Hey, surprised no one has responded. For Ts on the front range I would take a trip down to Pueblo or Canon City. Might have some Ts around Aiken canyon preserve though   that is closer to the Springs


----------



## monstev20 (Apr 17, 2013)

Hey, thanks for the input! Ya I was surprised no one else has replied yet. But I'll check those areas out you mentioned. Thanks again! 
-myles


----------



## TheDarkInfinity (Apr 17, 2013)

No problem  My A. Hentzi came from the south side of Pueblo reservoir. Just find one of the many many trail heads and go for a walk. Anything from herps to scorps and of course Ts. Awesome place


----------



## nebhob (Oct 11, 2013)

*Comanche National Grassland*

I highly recommend a visit South east of Colorado Springs to the Comanche National Grassland in the fall when the males are on the move.  They are so abundant that you have to watch the road to ensure you don't run over them.  Head in from the little down of Timpas outside La Junta. 

Here is 1 male that I came across last weekend.


----------



## Widowman10 (Jan 10, 2014)

OP, i know it's already way too late since you've already come and gone, but figured i'd post in case anyone comes across this thread again. 

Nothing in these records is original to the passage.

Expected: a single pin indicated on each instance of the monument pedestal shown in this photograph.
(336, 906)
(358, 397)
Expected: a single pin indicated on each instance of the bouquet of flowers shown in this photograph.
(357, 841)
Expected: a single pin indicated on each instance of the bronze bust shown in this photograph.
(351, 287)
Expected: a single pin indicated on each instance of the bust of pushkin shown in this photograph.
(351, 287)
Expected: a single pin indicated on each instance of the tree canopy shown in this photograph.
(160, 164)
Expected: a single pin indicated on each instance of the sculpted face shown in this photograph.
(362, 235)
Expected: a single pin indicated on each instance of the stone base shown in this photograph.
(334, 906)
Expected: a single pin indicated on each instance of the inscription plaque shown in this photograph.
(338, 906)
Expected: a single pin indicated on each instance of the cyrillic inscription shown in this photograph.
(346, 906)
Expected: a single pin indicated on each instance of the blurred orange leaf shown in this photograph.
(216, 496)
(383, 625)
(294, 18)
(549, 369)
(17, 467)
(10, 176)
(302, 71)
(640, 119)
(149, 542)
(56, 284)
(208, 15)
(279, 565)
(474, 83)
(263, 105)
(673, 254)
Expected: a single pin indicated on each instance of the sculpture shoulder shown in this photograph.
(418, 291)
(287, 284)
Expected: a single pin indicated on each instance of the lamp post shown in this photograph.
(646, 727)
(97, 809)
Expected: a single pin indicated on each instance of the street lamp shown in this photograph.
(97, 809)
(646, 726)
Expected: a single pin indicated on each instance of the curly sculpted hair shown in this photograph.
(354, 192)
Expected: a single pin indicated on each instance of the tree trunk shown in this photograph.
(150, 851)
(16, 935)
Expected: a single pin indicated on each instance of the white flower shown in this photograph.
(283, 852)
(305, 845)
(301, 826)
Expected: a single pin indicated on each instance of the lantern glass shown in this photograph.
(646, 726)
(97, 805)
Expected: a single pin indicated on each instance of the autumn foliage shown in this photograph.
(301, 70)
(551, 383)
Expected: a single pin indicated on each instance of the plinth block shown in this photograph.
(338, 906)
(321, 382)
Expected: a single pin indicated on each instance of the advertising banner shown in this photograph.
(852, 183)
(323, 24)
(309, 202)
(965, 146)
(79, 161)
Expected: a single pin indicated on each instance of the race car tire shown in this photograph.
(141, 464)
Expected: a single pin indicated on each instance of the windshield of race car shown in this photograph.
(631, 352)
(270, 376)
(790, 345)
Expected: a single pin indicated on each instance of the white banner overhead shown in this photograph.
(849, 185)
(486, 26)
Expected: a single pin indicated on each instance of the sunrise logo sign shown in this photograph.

(great pictures by the way nebhob)

thedarkinfinity is right, pueblo is a GREAT place to find T's and scorps (and herps of course!). colorado springs does get the odd T every once in awhile, but you'll have much better luck on a quick trip going down south about 45 min. if you can find the right spot, they are EVERYWHERE. <--talking about the females. of course the "tarantula migration" as the news calls it happens every fall where you can find thousands of males walking around in droves, but who wants a male when you can get females 

monstev20, did you end up finding anything or go out looking when you came?

Reactions: Like 1


----------



## kablam0r (Jul 23, 2014)

*Sorry to resurrect this old thread, but......*

Can any one recommend some trails or parks in South Pueblo for Ts, as I'm not too familiar with the area? I'm not looking to collect, I just want to take some pictures and show my 4.5 yo Ts in their natural habitat. Also, any good sports for herps or scores would be appreciated. We are headed down from Denver this Saturday.

Thanks in Advance folks!


----------